Stefan Zweiker about the Vienna IV and the lessons it holds for EUDC 2015

Datum: Mar 22nd, 2014
Category: International, Turniere

The Debattierklub Wien (DKWien), host of the European Universities Debating Championships 2015, has looked back on their experiences with the Vienna IV 2014. Chief Organizer Stefan Zweiker published an article titled “Lessons Learnt: A Résumé on Vienna IV 2014” reflecting the experiences with the tournament and what the DKWien learned for Vienna EUDC 2015.
Achte Minute publishes Stefan’s text. The full article including all of the photos is available on the website of the European Universities Debating Championship (EUDC) 2015.

“Lessons Learnt: A Résumé on Vienna IV 2014

From 7th to 9th March 2014, DKWien hosted the largest IV that ever took place in continental Europe. Vienna IV 2014 had a cap of 100 teams, with 96 (or 97?*) of them showing up. In many ways this tournament was a test-run for Vienna EUDC. I dare say it was quite successful and I hope that everyone who was part of it is as proud of it as I am.

VIV 14 was a tournament we did not run because it’s easy, but because it’s hard. Indeed, the circumstances surrounding the tournament were a lot more challenging than at the Vienna IVs the years before:

  1. It was the first major tournament on the new WU Campus. This meant on the one hand that the runners did not know the buildings as well as in the years before. On the other hand there were still a couple of technical problems with the brand-new buildings.
  2. VIV ran in parallel to early Vienna EUDC preparations, which put an extra strain on the VIV Org Com.
  3. We had less funding than in 2013 as we were not able to attain support by the European Union. As a result, the amount of money spent per participant was significantly lower.
  4. With 100 teams, the cap was 40 teams higher than the year before. In other words, Vienna IV 2014 was as big as VIV 13 and VIV 12 put together.

So, true, it might have been a little bit crazy to pull off such a massive tournament. It would have been a crying shame if we hadn’t, though.


Vienna IV 2014 was larger than any Vienna IV before. (c) DKWien

Firstly, of course, we learned lessons about problems that we would otherwise have been unlikely to face. With a tournament of this size, every flaw becomes apparent. At previous VIVs, the Org Com would have been easily able to solve minor hiccups. With a large scale tournament, the urgency of problems multiplies according to the number of participants. While at a 60 team tournament a few teams missing a round would not necessarily cause a delay, it requires quite a bit of work in the tab room to match the draw with the teams that appeared. We were lucky enough to have Katharina aboard, who ran the pre-registration for VIV very smoothly.
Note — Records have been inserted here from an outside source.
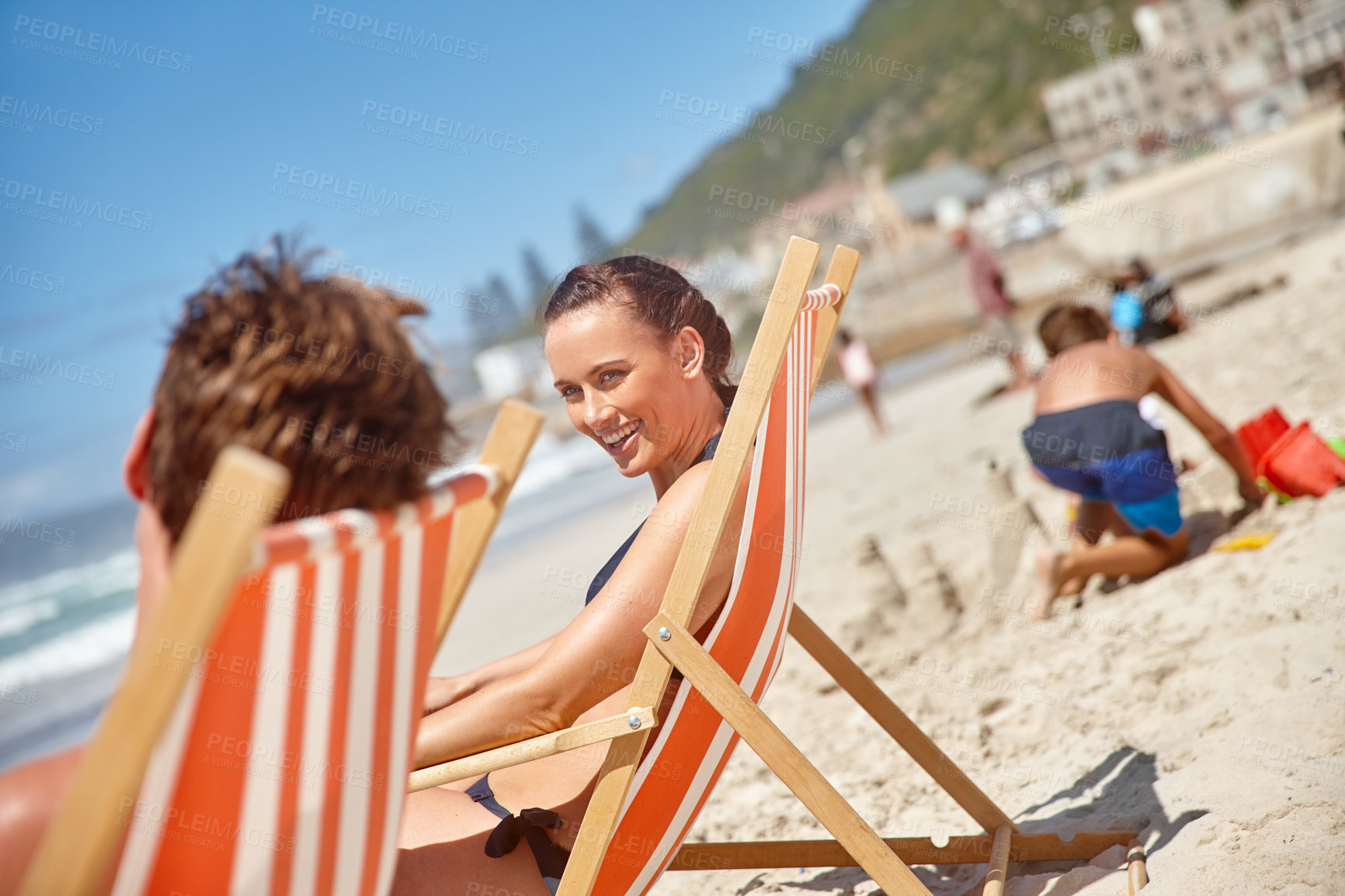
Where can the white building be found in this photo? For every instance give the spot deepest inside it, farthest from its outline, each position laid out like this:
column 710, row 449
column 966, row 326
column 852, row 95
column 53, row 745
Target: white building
column 513, row 369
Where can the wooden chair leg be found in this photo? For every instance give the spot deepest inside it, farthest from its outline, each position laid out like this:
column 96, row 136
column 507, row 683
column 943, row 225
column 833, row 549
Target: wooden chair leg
column 999, row 866
column 784, row 759
column 1137, row 875
column 506, row 448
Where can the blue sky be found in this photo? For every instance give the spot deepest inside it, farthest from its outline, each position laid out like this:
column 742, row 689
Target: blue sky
column 144, row 146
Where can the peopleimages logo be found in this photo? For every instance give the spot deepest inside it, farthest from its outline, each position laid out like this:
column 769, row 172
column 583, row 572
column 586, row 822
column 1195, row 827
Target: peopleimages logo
column 70, row 203
column 334, row 187
column 49, row 115
column 50, row 366
column 450, row 128
column 398, row 33
column 31, row 279
column 96, row 42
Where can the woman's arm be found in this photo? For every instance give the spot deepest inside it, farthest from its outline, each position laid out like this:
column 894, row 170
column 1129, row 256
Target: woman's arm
column 1223, row 442
column 597, row 653
column 441, row 692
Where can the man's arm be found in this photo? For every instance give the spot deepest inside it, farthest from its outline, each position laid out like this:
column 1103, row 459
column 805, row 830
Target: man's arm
column 1223, row 442
column 30, row 795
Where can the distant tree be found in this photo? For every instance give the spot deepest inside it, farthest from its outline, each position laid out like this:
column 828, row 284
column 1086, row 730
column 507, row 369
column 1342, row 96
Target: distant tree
column 593, row 242
column 502, row 300
column 534, row 275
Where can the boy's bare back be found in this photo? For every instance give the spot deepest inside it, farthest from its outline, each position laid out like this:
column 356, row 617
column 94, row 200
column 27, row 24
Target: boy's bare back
column 1095, row 372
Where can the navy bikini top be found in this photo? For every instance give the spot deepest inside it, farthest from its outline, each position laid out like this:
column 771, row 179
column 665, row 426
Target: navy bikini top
column 610, row 567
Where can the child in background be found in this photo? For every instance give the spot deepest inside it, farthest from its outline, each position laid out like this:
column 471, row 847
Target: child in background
column 860, row 374
column 1090, row 438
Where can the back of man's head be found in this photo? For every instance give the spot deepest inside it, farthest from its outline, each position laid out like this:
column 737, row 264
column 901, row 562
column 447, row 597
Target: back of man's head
column 315, row 373
column 1067, row 325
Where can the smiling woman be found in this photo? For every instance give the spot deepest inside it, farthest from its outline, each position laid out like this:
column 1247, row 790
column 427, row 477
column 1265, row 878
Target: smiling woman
column 639, row 357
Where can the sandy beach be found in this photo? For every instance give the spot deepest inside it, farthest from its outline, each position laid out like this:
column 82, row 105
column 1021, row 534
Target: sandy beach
column 1205, row 705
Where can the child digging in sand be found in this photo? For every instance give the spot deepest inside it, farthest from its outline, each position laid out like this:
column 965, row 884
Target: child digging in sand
column 1090, row 438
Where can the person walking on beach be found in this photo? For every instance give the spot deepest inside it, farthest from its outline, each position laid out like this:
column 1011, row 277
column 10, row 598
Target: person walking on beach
column 860, row 373
column 986, row 284
column 1091, row 438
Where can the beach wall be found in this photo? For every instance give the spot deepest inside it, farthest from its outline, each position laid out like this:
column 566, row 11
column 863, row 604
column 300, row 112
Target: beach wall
column 1239, row 191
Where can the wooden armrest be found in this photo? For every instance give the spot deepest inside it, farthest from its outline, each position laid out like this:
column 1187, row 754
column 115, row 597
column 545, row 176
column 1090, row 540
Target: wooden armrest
column 523, row 751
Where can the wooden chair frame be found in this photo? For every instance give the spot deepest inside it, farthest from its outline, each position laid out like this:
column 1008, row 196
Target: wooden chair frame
column 240, row 501
column 672, row 646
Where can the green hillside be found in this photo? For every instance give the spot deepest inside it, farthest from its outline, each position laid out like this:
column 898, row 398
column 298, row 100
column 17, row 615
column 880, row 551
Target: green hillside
column 922, row 81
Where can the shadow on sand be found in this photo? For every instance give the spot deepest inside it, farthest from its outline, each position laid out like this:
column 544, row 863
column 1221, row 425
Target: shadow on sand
column 1115, row 794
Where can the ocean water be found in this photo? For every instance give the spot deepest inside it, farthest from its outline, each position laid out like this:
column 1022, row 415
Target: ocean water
column 65, row 634
column 62, row 641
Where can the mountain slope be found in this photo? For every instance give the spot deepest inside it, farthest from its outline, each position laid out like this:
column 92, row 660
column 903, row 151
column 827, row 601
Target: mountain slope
column 919, row 80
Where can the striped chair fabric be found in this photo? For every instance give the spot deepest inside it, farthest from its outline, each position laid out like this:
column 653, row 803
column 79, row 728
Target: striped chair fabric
column 693, row 741
column 284, row 767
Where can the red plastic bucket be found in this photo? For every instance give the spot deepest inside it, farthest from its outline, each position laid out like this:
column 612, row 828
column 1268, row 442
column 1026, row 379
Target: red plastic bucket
column 1258, row 435
column 1299, row 463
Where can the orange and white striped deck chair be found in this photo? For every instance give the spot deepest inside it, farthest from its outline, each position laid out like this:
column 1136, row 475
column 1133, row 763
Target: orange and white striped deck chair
column 648, row 795
column 281, row 769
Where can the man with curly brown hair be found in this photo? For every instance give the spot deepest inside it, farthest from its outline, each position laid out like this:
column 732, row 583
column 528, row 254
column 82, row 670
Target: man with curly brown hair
column 315, row 373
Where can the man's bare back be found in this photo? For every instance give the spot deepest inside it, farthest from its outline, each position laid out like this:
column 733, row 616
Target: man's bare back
column 1095, row 372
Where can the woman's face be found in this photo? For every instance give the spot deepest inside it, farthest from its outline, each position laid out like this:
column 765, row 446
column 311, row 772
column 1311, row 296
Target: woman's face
column 627, row 387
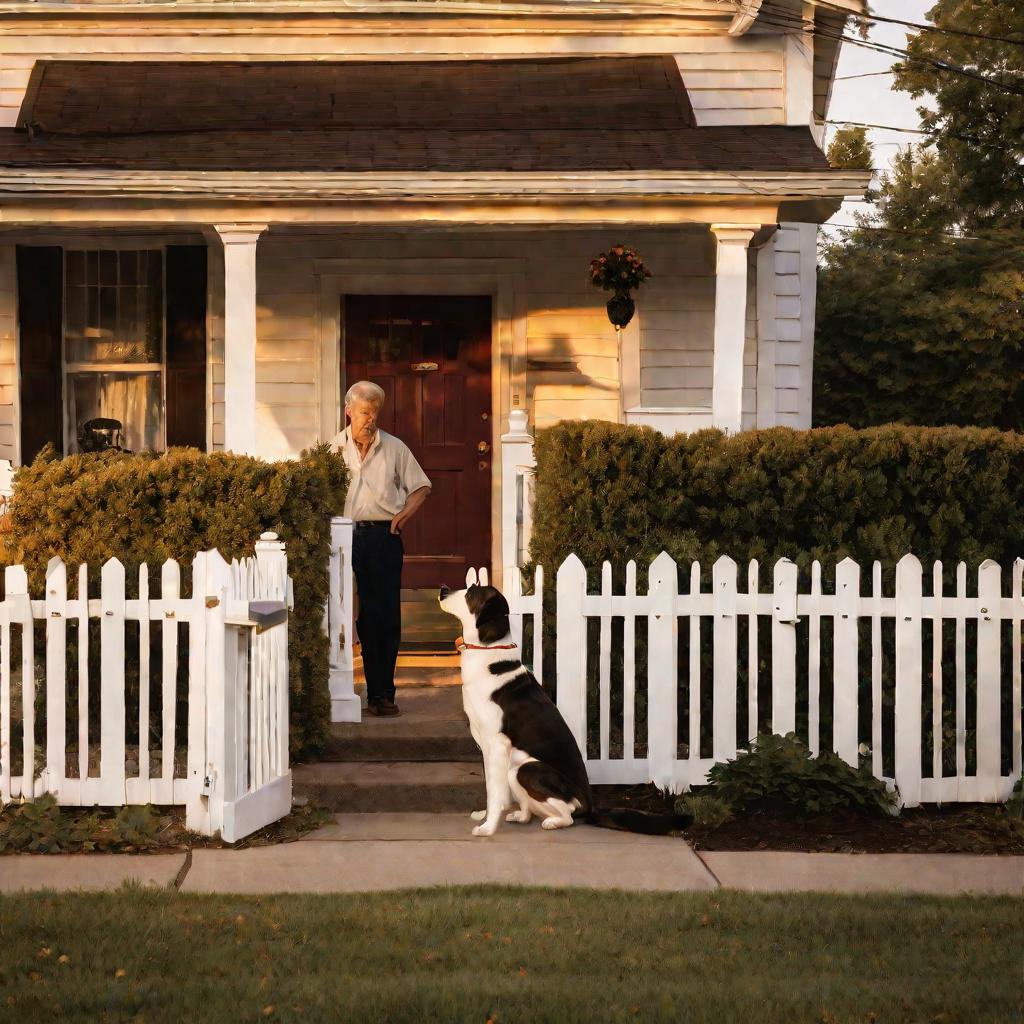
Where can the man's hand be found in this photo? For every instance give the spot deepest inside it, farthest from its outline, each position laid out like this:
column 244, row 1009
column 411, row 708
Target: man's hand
column 416, row 499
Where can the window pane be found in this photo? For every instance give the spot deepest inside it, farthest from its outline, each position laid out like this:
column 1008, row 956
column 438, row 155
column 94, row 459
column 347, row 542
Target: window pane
column 133, row 399
column 115, row 306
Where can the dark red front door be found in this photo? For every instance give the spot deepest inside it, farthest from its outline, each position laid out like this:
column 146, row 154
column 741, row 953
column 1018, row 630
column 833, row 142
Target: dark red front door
column 432, row 356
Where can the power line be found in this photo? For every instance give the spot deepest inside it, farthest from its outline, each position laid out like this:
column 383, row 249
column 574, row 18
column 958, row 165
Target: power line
column 782, row 19
column 876, row 18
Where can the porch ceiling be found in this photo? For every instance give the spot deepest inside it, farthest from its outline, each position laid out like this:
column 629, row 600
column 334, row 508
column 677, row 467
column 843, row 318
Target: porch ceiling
column 555, row 115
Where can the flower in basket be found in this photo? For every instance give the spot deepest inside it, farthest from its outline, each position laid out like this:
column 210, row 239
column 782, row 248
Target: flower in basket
column 619, row 270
Secondly, the constraints on Vienna IV 2014 meant that more preparation than in the years before was necessary. Indeed, I had the impression that the 2014 edition of Vienna IV was in many regards more thoroughly planned than before. Melanie and Regina really made the most of every single Euro they spent on the participants. Volunteers had individual schedules, we had more swing teams on call than before, and there were detailed calendars for almost everything. Yet, due to the tournament’s sheer size, this was also highly necessary. Unlike in previous years, the Org Com, despite being 20 people strong, were in action 24/7 and rarely found time to watch a round.


Many of the amenities for the participants at VIV 14 were made possible by the dedicated work of DKWien volunteers. Here the sandwich factory on Sunday. (c) DKWien

Thirdly, many members of the Org Com were new or played different roles at VIV 2014. Not only was I, for the first time, involved in CA-ing Europe’s biggest Intervarsity (quite a brutal roller coaster, on a side note), but many of our dedicated Org Com members as well took on new roles compared to previous IVs. There are two reasons why I think this was a great idea: Firstly (and this is really important for me as a Vienna EUDC convener), the number of people at DKWien who actually know how to run a tournament doubled with VIV 14. Secondly, Vienna IV was run differently. The organizers applied many new approaches that helped in solving all issues that came up during the tournament.

In addition to these general points mentioned in this article, we will spend the next few weeks brainstorming more on how we can improve for Vienna EUDC. First and foremost, I hope that this analysis will help us figure out how to run tournament processes more smoothly and reduce time and work pressure for the Org Com. Vienna IV showed us that our capacity is not unlimited. It might have been easy running a relatively small tournament, but the number of stress factors increases exponentially with the size of the event. Many of us got to experience their physical limits in terms of sleep deprivation on this VIV14 weekend. The DKWien crowd gave their best. I am thankful to have been part of this crowd that organised VIV 14. It’s been a hell of a lot of work – but at least equally as much fun. Looking forward to 2015 now!”